1. run `docker exec -ti annot_webdev_1 /bin/bash` enter the annot_webdev_1 docker container
    1. `ls` should list among others the annotTutorial folder.

1. Load the backed up vocabulary.

    1. `cp annotTutorial/vocabulary_json/* ../media/vocabulary/backup/` copies the
      backed up vocabularies to the right place inside annot.
    1. `python manage.py vocabulary_loadbackup` will populate each vocabulary app
      first with the latest backup found at /usr/src/media/vocabulary/backup/`,
      then, it will download the latest ontology version, if the online version
      is newer than the version already in the database, and update the database
      content with it.

If you get a `urllib.error.HTTPError: HTTP Error 401: Unauthorized` error, then
your `APIKEY_BIOONTOLOGY` credential inside `annot/web/prjannot/crowbar.py` will
most probably be wrong.

Now, let’s find out with which ontologies and version annot's vocabularies were populated.

1. point your browser to `http://192.168.99.100/admin/` and login with your credentials.

1. click the red colored `Sys admin ctrl vocabularies` link. A table should pop
  up which lists all vocabularies and the information we were interested in.


## Bricks
---

1. `python manage.py loaddata annotTutorial/brick_tsv/person_brick_20180331_235444_oo.json`
  loads the person brick into the database. The person brick is special kind of brick
  that doesn't annotate data. The person brick is used to annotate the responsible
  person for each sample and reagent bricks. This is the reason that it is re-loaded
  a bit differently than the other bricks.

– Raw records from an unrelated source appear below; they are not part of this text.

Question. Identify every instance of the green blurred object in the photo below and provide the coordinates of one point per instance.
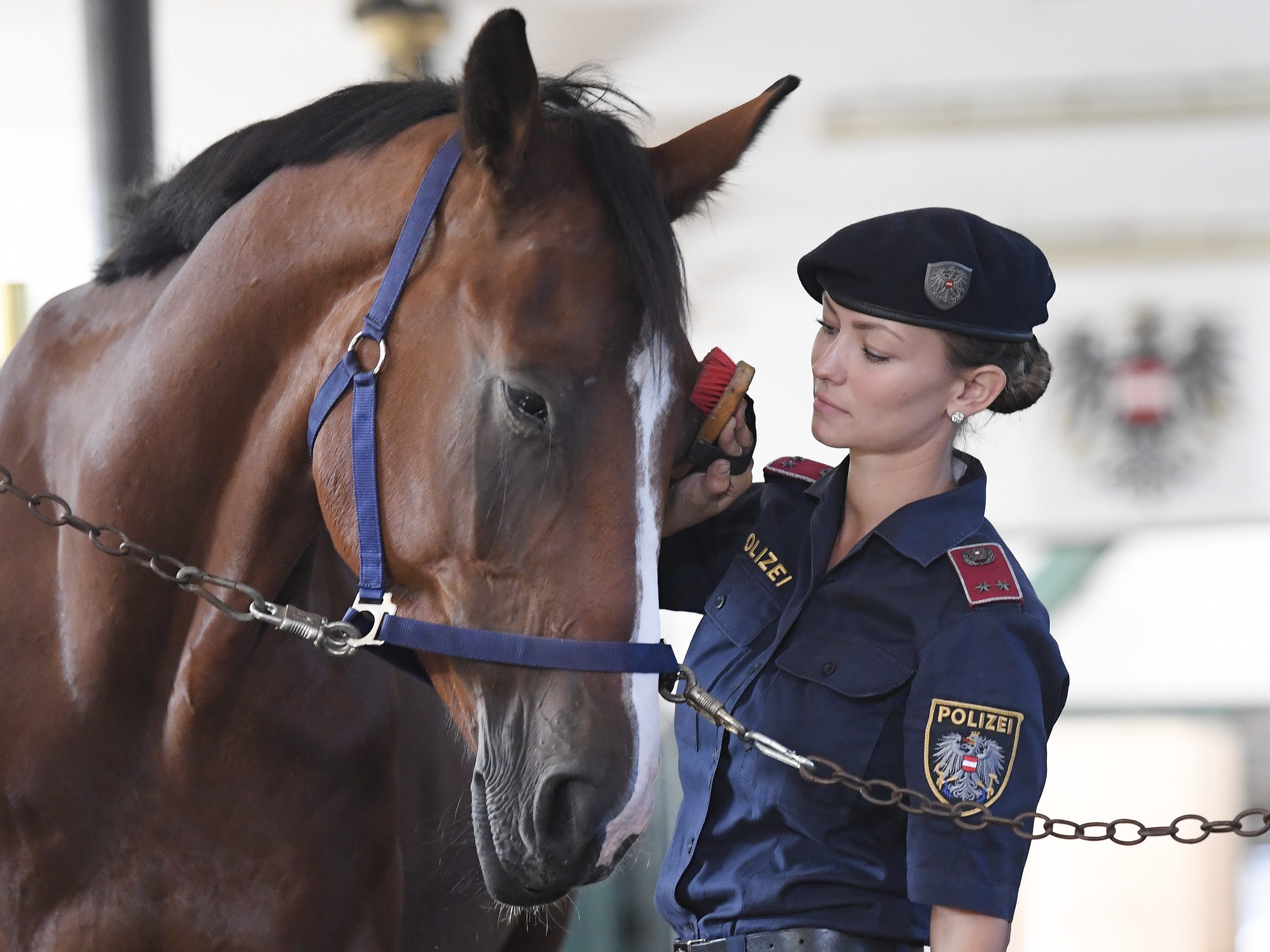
(13, 317)
(1066, 571)
(404, 31)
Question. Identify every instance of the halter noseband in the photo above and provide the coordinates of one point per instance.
(386, 629)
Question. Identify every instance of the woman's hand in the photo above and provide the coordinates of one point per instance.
(961, 931)
(699, 495)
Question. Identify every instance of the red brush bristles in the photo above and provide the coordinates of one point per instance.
(717, 374)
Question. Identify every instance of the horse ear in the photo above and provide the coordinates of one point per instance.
(690, 167)
(501, 105)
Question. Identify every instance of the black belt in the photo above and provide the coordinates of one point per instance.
(801, 941)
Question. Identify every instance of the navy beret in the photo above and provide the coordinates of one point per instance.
(935, 267)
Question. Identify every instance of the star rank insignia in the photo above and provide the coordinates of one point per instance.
(795, 468)
(986, 574)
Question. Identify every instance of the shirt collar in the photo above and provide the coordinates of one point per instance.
(926, 529)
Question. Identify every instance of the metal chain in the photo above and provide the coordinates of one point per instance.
(967, 815)
(335, 638)
(342, 639)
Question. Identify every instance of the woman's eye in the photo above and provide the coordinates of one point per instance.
(528, 406)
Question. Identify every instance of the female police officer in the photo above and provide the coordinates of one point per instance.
(869, 614)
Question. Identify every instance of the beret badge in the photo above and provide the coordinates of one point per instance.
(946, 283)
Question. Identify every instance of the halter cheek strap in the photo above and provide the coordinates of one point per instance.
(385, 631)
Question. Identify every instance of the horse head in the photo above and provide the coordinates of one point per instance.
(530, 410)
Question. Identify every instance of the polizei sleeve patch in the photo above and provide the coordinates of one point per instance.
(795, 468)
(971, 751)
(986, 574)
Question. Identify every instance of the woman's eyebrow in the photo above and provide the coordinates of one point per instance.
(870, 326)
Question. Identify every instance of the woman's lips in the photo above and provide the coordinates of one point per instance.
(826, 407)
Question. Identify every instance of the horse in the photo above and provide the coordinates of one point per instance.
(176, 780)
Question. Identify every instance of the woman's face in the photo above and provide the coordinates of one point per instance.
(881, 386)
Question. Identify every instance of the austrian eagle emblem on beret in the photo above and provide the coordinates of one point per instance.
(946, 283)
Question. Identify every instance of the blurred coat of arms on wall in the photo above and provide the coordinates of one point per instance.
(1145, 410)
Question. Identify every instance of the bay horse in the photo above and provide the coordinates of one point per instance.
(177, 781)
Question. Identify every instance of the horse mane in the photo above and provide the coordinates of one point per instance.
(168, 219)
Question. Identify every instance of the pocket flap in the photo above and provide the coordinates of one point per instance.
(741, 607)
(851, 667)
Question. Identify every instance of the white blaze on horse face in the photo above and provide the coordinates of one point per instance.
(651, 386)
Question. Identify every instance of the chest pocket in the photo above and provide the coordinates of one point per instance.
(838, 694)
(736, 615)
(741, 609)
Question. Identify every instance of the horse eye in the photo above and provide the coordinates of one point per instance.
(528, 406)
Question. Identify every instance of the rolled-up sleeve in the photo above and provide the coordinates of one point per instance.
(982, 705)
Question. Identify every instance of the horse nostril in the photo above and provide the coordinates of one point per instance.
(566, 810)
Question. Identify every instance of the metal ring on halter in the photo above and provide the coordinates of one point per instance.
(384, 349)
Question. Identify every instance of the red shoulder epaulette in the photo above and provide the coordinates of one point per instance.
(986, 574)
(795, 468)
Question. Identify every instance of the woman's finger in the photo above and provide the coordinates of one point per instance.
(718, 479)
(727, 441)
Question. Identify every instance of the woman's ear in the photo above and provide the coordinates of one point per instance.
(980, 388)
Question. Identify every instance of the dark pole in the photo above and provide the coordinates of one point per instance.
(121, 105)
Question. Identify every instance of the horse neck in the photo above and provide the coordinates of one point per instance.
(210, 459)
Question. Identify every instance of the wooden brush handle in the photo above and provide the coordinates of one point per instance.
(727, 406)
(723, 412)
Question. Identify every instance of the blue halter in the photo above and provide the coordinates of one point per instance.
(386, 630)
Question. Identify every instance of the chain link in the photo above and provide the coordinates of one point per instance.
(966, 815)
(341, 639)
(333, 638)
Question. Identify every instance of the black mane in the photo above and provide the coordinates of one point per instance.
(169, 219)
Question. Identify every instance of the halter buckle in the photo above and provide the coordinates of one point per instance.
(378, 611)
(381, 342)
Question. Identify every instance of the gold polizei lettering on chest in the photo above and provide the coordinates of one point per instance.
(768, 561)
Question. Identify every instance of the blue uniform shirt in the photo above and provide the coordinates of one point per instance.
(897, 663)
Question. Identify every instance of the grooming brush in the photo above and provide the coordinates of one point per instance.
(721, 386)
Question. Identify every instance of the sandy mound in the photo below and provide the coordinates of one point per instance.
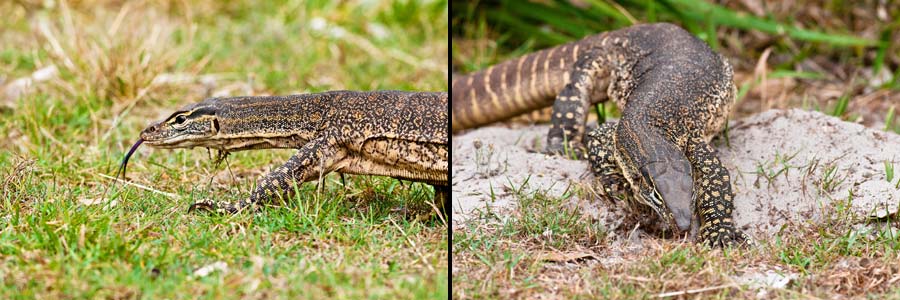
(788, 167)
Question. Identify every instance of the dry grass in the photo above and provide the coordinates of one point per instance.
(83, 77)
(502, 257)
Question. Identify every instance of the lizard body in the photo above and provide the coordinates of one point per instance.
(387, 133)
(675, 94)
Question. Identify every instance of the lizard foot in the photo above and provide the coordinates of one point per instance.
(219, 207)
(722, 235)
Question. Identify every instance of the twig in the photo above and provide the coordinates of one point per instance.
(143, 187)
(697, 291)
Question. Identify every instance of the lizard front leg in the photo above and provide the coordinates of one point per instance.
(312, 160)
(713, 196)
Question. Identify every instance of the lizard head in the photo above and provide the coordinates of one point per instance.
(661, 177)
(188, 127)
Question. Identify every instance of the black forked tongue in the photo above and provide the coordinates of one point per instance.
(127, 156)
(674, 183)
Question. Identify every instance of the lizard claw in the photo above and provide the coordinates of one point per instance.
(214, 206)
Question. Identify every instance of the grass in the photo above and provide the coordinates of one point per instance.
(121, 66)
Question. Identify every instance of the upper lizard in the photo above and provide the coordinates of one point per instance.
(389, 133)
(674, 92)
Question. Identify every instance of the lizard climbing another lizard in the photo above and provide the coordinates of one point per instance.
(388, 133)
(675, 94)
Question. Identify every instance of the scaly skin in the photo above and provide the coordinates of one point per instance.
(386, 133)
(674, 92)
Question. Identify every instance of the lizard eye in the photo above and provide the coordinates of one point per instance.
(180, 119)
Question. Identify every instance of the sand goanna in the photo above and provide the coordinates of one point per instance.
(675, 94)
(389, 133)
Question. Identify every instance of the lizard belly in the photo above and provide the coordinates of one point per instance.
(402, 159)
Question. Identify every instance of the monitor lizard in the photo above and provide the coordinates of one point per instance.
(388, 133)
(675, 94)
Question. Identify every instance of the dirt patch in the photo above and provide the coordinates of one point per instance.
(788, 167)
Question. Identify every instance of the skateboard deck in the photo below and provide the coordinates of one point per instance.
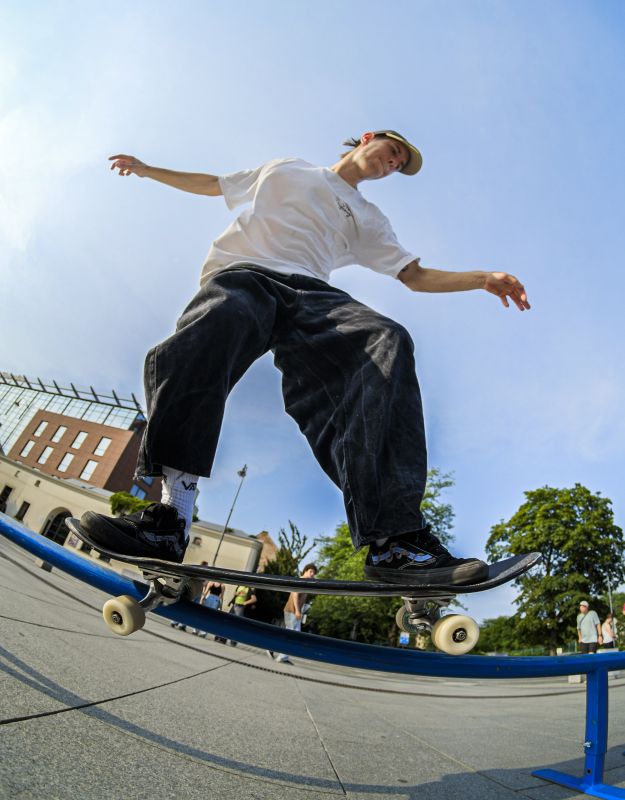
(423, 609)
(498, 573)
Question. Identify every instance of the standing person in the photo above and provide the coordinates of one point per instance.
(242, 599)
(294, 610)
(348, 372)
(608, 632)
(212, 596)
(588, 629)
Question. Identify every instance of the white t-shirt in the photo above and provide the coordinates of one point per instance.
(302, 219)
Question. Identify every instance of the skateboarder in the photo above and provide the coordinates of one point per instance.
(348, 372)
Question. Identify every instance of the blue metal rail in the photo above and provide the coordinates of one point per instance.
(354, 654)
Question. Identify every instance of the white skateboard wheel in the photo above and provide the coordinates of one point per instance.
(123, 615)
(455, 634)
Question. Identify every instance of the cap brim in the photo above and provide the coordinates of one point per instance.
(415, 162)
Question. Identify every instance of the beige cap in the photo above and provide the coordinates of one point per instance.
(415, 162)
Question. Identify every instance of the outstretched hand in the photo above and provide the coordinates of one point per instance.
(128, 165)
(507, 286)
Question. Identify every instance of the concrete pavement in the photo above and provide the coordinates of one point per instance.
(163, 714)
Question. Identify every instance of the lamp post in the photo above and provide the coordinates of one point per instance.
(241, 473)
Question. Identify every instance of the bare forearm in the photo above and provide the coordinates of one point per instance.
(501, 284)
(194, 182)
(425, 279)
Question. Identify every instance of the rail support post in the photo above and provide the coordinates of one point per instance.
(595, 744)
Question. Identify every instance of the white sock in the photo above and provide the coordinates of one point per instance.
(179, 491)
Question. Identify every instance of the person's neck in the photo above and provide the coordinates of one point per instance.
(348, 171)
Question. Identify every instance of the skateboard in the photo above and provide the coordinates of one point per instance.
(423, 610)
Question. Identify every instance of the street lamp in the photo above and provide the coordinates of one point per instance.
(241, 473)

1. let's have a look at the upload person bricks.

    1. point your browser to `http://192.168.99.100/admin/` and login with your
      credentials.
    1. click the yellow colored `Staff` link. A table should pop up,
      displaying the uploaded bricks.

1. `python manage.py antibody1_tsv2db annotTutorial/brick_tsv/antibody1_brick_20181024_003732_human.txt`
  load the primary antibody bricks.

    1. let's have a look at the upload primary antibody bricks. Click the orange
     colored `Endpoint Primary Antibody` link to retrieve the database table.

1. `python manage.py antibody2_tsv2db annotTutorial/brick_tsv/antibody2_brick_20180510_020008_human.txt`
  loads the secondary antibody bricks.
1. `python manage.py cstain_tsv2db annotTutorial/brick_tsv/cstain_brick_20180503_020012_human.txt`
  loads the compound stain bricks.
1. `python manage.py compound_tsv2db annotTutorial/brick_tsv/compound_brick_20180511_020009_human.txt`
  loads the compound bricks.
1. `python manage.py proteinset_tsv2db annotTutorial/brick_tsv/proteinset_brick_20180502_020026_human.txt`
  loads the protein complex bricks.
1. `python manage.py protein_tsv2db annotTutorial/brick_tsv/protein_brick_20180502_020024_human.txt`
  loads the protein bricks.

1. The sample bricks are a bit special because of the `sample_parent` field.
  This means sample bricks might relate to other sample bricks. Because of that
  we first have to manually generate the `not_available-notavailable_notavailable_notavailable`
  and `not_yet_specified-notyetspecified_notyetspecified_notyetspecified` sample 
  before we can upload the sample bricks with the usual command. For the same
  reason, we might have to call the human\_tsv2db command several times till all
  sample bricks are loaded into the database.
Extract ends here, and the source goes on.